It would take me time to get going. Haven't played with anyone in almost 30 years. Quit and just started under two years ago. Noodling around mostly. But what the hell. 

A Tuesday or Wednesday work best. I finish work at the office. After work is the best time. I'd have to head back to burbs after (Go Train). I'd be using TTC too so I'll be travelling light. the Hamer Special. Amps? I have a Gibson GA-5 and a Vox Pathfinder that are light enough. Hell, I could leave the Vox at the Office. 

Let me know, thanks,... robert


----------



## Tarbender (Apr 7, 2006)

Hey Robert1950 - I left you a PM. :wave:


----------



## lbrown1 (Mar 22, 2007)

*east end guys*

hey - I just joined this site - so I may be a little late - but for all you east enders (i.e. durham) I wouldn't mind gettin together........I too just picked up the guitar a few years ago (got the bug when my daughter bought a drum set) and am getting a little tired of just noodling around in the basement to backing trax

if interested - I can be reached at

[email protected]


----------



## Brian G (Aug 17, 2006)

Wow - this is an incredible idea. Kudos for initiating this.

I'm in Markham, and would be interested in this kind of thing. My biggest concern is that I'm not sure my current level of ability is quite there to support playing with others of intermediate level. (I'm another guy who played for about 30 seconds in high school, and only picked it up again last year.)

I hear that comment about sitting in a waiting room with 8 year olds - it drives me into the store retail area to look at new acquisitions - a vicious circle!

I have a large unfinished basement area in which I've been considering building a practice room - but that takes some time.

Brian


----------



## lbrown1 (Mar 22, 2007)

hey Brian G.........I wouldn't be too concerned about your playing level....I'm 37 and just picked up the guitar 2 years ago - and I never played before.......so you are not alone with your concern around level of playing.......

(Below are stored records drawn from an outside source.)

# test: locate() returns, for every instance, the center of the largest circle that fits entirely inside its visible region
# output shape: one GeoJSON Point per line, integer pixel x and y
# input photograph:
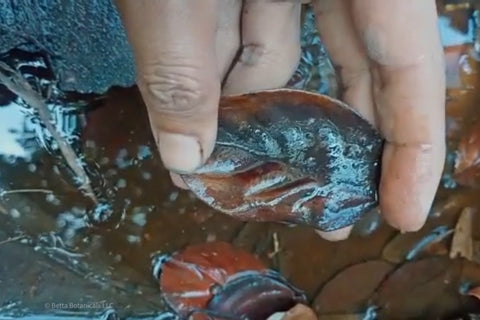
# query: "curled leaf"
{"type": "Point", "coordinates": [299, 312]}
{"type": "Point", "coordinates": [462, 243]}
{"type": "Point", "coordinates": [351, 289]}
{"type": "Point", "coordinates": [291, 156]}
{"type": "Point", "coordinates": [467, 163]}
{"type": "Point", "coordinates": [218, 279]}
{"type": "Point", "coordinates": [413, 286]}
{"type": "Point", "coordinates": [408, 246]}
{"type": "Point", "coordinates": [475, 292]}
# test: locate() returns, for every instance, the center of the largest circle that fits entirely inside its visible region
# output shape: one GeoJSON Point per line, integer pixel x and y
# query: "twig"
{"type": "Point", "coordinates": [11, 239]}
{"type": "Point", "coordinates": [25, 36]}
{"type": "Point", "coordinates": [5, 192]}
{"type": "Point", "coordinates": [276, 246]}
{"type": "Point", "coordinates": [18, 85]}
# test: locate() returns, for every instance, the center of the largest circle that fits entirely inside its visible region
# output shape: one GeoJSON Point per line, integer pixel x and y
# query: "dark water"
{"type": "Point", "coordinates": [64, 256]}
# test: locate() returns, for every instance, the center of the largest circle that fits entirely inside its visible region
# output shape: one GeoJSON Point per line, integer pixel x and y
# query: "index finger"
{"type": "Point", "coordinates": [403, 43]}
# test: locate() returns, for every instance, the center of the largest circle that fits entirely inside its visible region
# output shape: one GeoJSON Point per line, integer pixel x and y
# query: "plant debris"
{"type": "Point", "coordinates": [351, 289]}
{"type": "Point", "coordinates": [15, 82]}
{"type": "Point", "coordinates": [462, 243]}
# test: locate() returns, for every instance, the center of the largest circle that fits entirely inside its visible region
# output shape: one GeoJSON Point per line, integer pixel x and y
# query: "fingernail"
{"type": "Point", "coordinates": [180, 153]}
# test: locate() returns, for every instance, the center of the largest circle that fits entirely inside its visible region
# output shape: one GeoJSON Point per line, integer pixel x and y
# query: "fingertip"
{"type": "Point", "coordinates": [337, 235]}
{"type": "Point", "coordinates": [179, 152]}
{"type": "Point", "coordinates": [178, 181]}
{"type": "Point", "coordinates": [410, 179]}
{"type": "Point", "coordinates": [406, 219]}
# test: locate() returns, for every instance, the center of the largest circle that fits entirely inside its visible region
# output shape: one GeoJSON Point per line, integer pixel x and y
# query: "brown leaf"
{"type": "Point", "coordinates": [412, 287]}
{"type": "Point", "coordinates": [299, 312]}
{"type": "Point", "coordinates": [291, 156]}
{"type": "Point", "coordinates": [350, 290]}
{"type": "Point", "coordinates": [467, 163]}
{"type": "Point", "coordinates": [407, 246]}
{"type": "Point", "coordinates": [462, 243]}
{"type": "Point", "coordinates": [475, 292]}
{"type": "Point", "coordinates": [476, 251]}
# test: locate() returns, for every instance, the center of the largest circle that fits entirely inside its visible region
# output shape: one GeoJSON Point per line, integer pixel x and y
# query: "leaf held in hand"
{"type": "Point", "coordinates": [291, 156]}
{"type": "Point", "coordinates": [350, 290]}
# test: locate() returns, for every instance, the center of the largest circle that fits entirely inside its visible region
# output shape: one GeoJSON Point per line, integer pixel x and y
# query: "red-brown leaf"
{"type": "Point", "coordinates": [350, 290]}
{"type": "Point", "coordinates": [467, 163]}
{"type": "Point", "coordinates": [291, 156]}
{"type": "Point", "coordinates": [187, 277]}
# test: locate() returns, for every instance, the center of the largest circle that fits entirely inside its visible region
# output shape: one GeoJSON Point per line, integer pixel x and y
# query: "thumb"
{"type": "Point", "coordinates": [173, 44]}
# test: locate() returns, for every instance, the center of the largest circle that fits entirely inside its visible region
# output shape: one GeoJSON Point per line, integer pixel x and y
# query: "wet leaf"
{"type": "Point", "coordinates": [412, 287]}
{"type": "Point", "coordinates": [467, 163]}
{"type": "Point", "coordinates": [475, 292]}
{"type": "Point", "coordinates": [218, 278]}
{"type": "Point", "coordinates": [462, 243]}
{"type": "Point", "coordinates": [299, 312]}
{"type": "Point", "coordinates": [291, 156]}
{"type": "Point", "coordinates": [187, 277]}
{"type": "Point", "coordinates": [408, 246]}
{"type": "Point", "coordinates": [476, 251]}
{"type": "Point", "coordinates": [350, 290]}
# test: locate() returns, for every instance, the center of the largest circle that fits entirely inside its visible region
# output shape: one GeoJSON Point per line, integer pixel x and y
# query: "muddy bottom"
{"type": "Point", "coordinates": [65, 256]}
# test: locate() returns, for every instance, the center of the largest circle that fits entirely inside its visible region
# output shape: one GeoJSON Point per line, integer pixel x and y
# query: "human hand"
{"type": "Point", "coordinates": [388, 54]}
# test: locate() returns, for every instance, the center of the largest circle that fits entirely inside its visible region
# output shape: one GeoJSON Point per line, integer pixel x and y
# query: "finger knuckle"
{"type": "Point", "coordinates": [174, 89]}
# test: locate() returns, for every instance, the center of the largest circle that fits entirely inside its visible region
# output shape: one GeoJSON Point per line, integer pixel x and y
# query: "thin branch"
{"type": "Point", "coordinates": [18, 85]}
{"type": "Point", "coordinates": [5, 192]}
{"type": "Point", "coordinates": [11, 239]}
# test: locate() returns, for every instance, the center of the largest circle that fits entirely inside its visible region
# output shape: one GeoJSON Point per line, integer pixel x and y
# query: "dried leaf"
{"type": "Point", "coordinates": [187, 277]}
{"type": "Point", "coordinates": [462, 243]}
{"type": "Point", "coordinates": [475, 292]}
{"type": "Point", "coordinates": [350, 290]}
{"type": "Point", "coordinates": [216, 277]}
{"type": "Point", "coordinates": [291, 156]}
{"type": "Point", "coordinates": [299, 312]}
{"type": "Point", "coordinates": [408, 246]}
{"type": "Point", "coordinates": [476, 251]}
{"type": "Point", "coordinates": [412, 287]}
{"type": "Point", "coordinates": [467, 163]}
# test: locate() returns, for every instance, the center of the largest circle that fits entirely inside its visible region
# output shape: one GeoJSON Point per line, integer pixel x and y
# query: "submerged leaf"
{"type": "Point", "coordinates": [291, 156]}
{"type": "Point", "coordinates": [408, 246]}
{"type": "Point", "coordinates": [350, 290]}
{"type": "Point", "coordinates": [462, 243]}
{"type": "Point", "coordinates": [299, 312]}
{"type": "Point", "coordinates": [467, 163]}
{"type": "Point", "coordinates": [412, 287]}
{"type": "Point", "coordinates": [475, 292]}
{"type": "Point", "coordinates": [216, 278]}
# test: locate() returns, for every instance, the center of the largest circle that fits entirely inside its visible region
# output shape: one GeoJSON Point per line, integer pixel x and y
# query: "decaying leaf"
{"type": "Point", "coordinates": [408, 246]}
{"type": "Point", "coordinates": [475, 292]}
{"type": "Point", "coordinates": [218, 278]}
{"type": "Point", "coordinates": [412, 287]}
{"type": "Point", "coordinates": [299, 312]}
{"type": "Point", "coordinates": [476, 251]}
{"type": "Point", "coordinates": [462, 243]}
{"type": "Point", "coordinates": [467, 163]}
{"type": "Point", "coordinates": [351, 289]}
{"type": "Point", "coordinates": [291, 156]}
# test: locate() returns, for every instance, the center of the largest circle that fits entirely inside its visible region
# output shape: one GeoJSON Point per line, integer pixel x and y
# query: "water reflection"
{"type": "Point", "coordinates": [104, 252]}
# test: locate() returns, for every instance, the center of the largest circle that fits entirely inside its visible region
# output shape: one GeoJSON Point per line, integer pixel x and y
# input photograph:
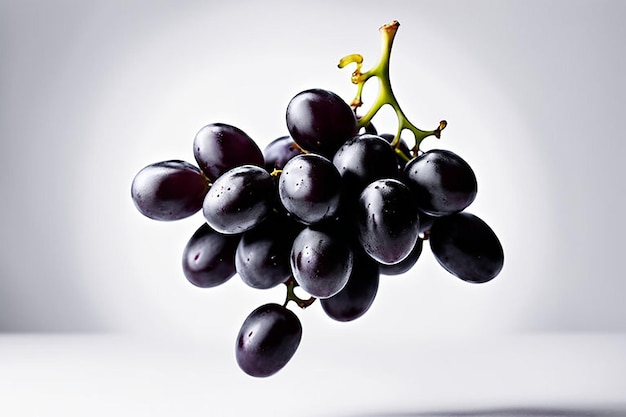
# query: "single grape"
{"type": "Point", "coordinates": [466, 247]}
{"type": "Point", "coordinates": [262, 257]}
{"type": "Point", "coordinates": [407, 263]}
{"type": "Point", "coordinates": [169, 190]}
{"type": "Point", "coordinates": [359, 292]}
{"type": "Point", "coordinates": [309, 188]}
{"type": "Point", "coordinates": [279, 151]}
{"type": "Point", "coordinates": [387, 221]}
{"type": "Point", "coordinates": [442, 181]}
{"type": "Point", "coordinates": [239, 199]}
{"type": "Point", "coordinates": [320, 121]}
{"type": "Point", "coordinates": [209, 257]}
{"type": "Point", "coordinates": [403, 147]}
{"type": "Point", "coordinates": [321, 262]}
{"type": "Point", "coordinates": [426, 221]}
{"type": "Point", "coordinates": [267, 340]}
{"type": "Point", "coordinates": [219, 147]}
{"type": "Point", "coordinates": [368, 128]}
{"type": "Point", "coordinates": [363, 159]}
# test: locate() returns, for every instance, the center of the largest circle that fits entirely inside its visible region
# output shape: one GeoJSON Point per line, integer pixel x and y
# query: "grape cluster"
{"type": "Point", "coordinates": [330, 207]}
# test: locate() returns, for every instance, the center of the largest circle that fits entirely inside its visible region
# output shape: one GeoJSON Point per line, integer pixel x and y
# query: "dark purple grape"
{"type": "Point", "coordinates": [358, 294]}
{"type": "Point", "coordinates": [363, 159]}
{"type": "Point", "coordinates": [368, 128]}
{"type": "Point", "coordinates": [321, 262]}
{"type": "Point", "coordinates": [403, 147]}
{"type": "Point", "coordinates": [466, 247]}
{"type": "Point", "coordinates": [279, 151]}
{"type": "Point", "coordinates": [426, 221]}
{"type": "Point", "coordinates": [407, 263]}
{"type": "Point", "coordinates": [219, 147]}
{"type": "Point", "coordinates": [443, 183]}
{"type": "Point", "coordinates": [239, 199]}
{"type": "Point", "coordinates": [309, 188]}
{"type": "Point", "coordinates": [320, 121]}
{"type": "Point", "coordinates": [209, 257]}
{"type": "Point", "coordinates": [262, 257]}
{"type": "Point", "coordinates": [267, 340]}
{"type": "Point", "coordinates": [169, 190]}
{"type": "Point", "coordinates": [387, 221]}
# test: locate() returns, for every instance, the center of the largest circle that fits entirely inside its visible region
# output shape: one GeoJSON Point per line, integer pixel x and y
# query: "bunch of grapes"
{"type": "Point", "coordinates": [329, 208]}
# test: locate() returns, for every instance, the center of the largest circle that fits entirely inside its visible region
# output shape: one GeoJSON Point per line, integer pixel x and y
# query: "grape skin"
{"type": "Point", "coordinates": [278, 152]}
{"type": "Point", "coordinates": [239, 199]}
{"type": "Point", "coordinates": [321, 262]}
{"type": "Point", "coordinates": [387, 221]}
{"type": "Point", "coordinates": [359, 293]}
{"type": "Point", "coordinates": [407, 263]}
{"type": "Point", "coordinates": [209, 257]}
{"type": "Point", "coordinates": [466, 247]}
{"type": "Point", "coordinates": [267, 340]}
{"type": "Point", "coordinates": [219, 147]}
{"type": "Point", "coordinates": [442, 181]}
{"type": "Point", "coordinates": [320, 121]}
{"type": "Point", "coordinates": [309, 188]}
{"type": "Point", "coordinates": [169, 190]}
{"type": "Point", "coordinates": [363, 159]}
{"type": "Point", "coordinates": [262, 257]}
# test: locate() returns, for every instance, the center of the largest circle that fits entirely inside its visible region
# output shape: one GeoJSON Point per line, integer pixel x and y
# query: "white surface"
{"type": "Point", "coordinates": [104, 375]}
{"type": "Point", "coordinates": [92, 91]}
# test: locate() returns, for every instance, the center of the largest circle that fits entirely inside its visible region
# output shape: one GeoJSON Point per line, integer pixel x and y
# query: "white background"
{"type": "Point", "coordinates": [91, 92]}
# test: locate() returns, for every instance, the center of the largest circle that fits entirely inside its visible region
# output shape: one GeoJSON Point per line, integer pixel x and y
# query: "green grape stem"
{"type": "Point", "coordinates": [291, 295]}
{"type": "Point", "coordinates": [385, 92]}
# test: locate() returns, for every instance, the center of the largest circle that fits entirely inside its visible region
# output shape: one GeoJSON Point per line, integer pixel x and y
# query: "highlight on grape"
{"type": "Point", "coordinates": [329, 208]}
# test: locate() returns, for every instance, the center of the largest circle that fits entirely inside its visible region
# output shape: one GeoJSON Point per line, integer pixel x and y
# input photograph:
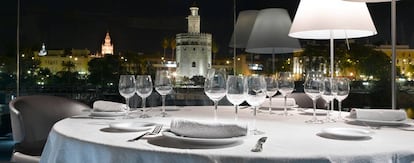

I have some basement space (I'm just in the middle of finishing it)

my daughter's drumset is also available for use if a few of ya want to get together ad hoc out here in the shwa


----------



## Brian G (Aug 17, 2006)

Well, I'm into it (prior observations about my limited abilities notwithstanding). At the very least, sounds like a heck of a lot of fun.

Hey, lbrown1, I don't mind going to Oshawa, Newmarket, Richmond Hill, anything within reason. (Dang, I've gotta get an amp that I can actually carry!)

I'm travelling until just after the middle of April, though.

Brian


----------